At some point Mary Jane joined us and we all walked together happily chatting about just everything and snapping mushroom pictures. Soon we left the forest section that we had just walked through and came across Geoff painting an old house with a for sale sign on it. Knowing that he needed to work, we waved and walked on up the road to a point where we could cross under the road and stopped at a pilgrim fountain just on the other side for photos.

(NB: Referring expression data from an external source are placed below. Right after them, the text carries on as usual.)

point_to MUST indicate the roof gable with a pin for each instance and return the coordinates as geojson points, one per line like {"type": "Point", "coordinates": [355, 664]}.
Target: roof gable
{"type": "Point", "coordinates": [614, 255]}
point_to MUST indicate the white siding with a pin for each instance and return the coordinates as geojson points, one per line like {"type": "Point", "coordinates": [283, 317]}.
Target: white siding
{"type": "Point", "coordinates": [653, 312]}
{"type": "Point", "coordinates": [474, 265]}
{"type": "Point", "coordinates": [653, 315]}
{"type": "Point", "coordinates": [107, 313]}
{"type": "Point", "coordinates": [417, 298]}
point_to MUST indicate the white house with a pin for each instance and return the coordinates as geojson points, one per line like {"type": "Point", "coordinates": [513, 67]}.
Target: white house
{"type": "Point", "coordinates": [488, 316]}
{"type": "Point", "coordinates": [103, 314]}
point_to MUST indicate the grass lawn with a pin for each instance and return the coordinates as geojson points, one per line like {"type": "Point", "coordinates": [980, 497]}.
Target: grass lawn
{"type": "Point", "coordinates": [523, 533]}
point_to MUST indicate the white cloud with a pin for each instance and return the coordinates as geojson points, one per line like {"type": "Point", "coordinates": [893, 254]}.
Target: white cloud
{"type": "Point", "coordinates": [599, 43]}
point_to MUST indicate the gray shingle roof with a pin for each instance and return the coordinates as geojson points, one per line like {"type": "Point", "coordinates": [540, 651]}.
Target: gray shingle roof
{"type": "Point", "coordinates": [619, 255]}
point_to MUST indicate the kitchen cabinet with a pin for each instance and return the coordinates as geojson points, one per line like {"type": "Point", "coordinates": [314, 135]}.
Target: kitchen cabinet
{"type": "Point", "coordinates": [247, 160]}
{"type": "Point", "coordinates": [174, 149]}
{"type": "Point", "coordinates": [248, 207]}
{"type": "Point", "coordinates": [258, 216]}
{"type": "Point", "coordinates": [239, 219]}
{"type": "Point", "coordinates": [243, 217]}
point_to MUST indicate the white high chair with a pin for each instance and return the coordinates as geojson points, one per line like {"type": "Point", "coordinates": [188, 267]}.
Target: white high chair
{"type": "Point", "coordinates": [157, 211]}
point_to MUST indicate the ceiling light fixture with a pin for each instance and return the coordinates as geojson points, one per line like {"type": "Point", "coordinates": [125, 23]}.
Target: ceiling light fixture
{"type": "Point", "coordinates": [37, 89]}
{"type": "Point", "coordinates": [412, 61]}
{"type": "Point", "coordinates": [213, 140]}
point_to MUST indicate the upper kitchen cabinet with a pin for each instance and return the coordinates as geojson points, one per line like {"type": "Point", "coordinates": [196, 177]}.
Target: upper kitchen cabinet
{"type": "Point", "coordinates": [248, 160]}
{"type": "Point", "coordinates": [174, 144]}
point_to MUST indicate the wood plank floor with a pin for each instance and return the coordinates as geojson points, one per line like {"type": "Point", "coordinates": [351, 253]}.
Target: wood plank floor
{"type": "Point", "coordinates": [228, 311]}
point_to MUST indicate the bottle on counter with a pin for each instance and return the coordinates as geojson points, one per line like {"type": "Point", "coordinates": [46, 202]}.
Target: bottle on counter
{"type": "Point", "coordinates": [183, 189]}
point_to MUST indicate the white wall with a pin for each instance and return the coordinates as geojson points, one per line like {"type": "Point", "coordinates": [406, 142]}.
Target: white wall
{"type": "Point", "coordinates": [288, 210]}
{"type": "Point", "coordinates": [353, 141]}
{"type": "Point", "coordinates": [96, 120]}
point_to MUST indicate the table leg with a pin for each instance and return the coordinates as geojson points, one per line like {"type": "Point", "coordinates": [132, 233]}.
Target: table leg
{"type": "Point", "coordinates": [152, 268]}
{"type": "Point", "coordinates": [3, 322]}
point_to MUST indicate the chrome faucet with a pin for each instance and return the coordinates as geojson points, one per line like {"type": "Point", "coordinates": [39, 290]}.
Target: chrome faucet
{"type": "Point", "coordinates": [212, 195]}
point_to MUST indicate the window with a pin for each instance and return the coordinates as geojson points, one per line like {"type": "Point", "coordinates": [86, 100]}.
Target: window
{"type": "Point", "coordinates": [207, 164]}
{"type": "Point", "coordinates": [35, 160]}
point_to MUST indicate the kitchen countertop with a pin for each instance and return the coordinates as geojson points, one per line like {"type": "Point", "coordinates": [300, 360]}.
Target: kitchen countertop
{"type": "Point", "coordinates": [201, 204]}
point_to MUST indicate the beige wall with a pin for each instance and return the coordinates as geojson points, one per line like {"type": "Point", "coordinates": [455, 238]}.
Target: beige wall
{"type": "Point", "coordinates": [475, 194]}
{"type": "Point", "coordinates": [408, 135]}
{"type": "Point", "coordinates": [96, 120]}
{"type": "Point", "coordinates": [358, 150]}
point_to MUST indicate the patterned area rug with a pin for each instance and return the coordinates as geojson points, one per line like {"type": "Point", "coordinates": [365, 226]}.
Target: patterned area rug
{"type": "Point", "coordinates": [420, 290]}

Eleanor and Mary Jane at the fountain

Then, just a couple of hundred years beyond, the chapel of St. Irene sat nestled under a clump of trees. Unfortunately it was closed so we continued on after a few more pictures. Within a couple of km our walk then took us through the small town of Rua, one of those pretty, peaceful one road towns that makes you want to give everything up and just move right in, spend the rest of your days painting pictures and making bread coupled with afternoons sitting in a garden sipping wine. The stone walls were covered with crawling vines with beautiful purple flowers and the whole town had the air of a Disney movie come to life. It was there that I saw for the first time an open horreo and realized that it’s current use was as a corn crib. There was an albergue at the edge of the town and I so wanted to call out to the others that this was the place to stay! But we had our backpacks and the go-forward bag waiting for us up the hill, so sadly we walked on away…

Horreo with corn inside, not pigeons…

We arrived at the O Burgo to find our backpacks waiting. We checked in, picked our bunks for the night and then Eleanor, Mary Jane and I set out for some lunch. After scoping out the town we settled on the Galaicos bar and here I made another culinary observation: The Spanish do fried calamari just like I like it. So, it’s no to Italian, si to seafood! Geoff joined us when we waved him in from the street. Afterwards we visited a supermarket. We picked up a cheese wheel with a seashell in relief on the top-something that we were sure that done specifically for the tourist pilgrim- that actually turned out to be quite tasty plus cold cuts, wine and sodas for the group for later. Eleanor had become addicted to the Kas lemon sodas and was now craving them at every stop so now they were a must-have. We also had found a little pastry/bread shop and we added pastries along with bread to the mix. That night we all dined alfresco in the front reception area as there was no kitchen.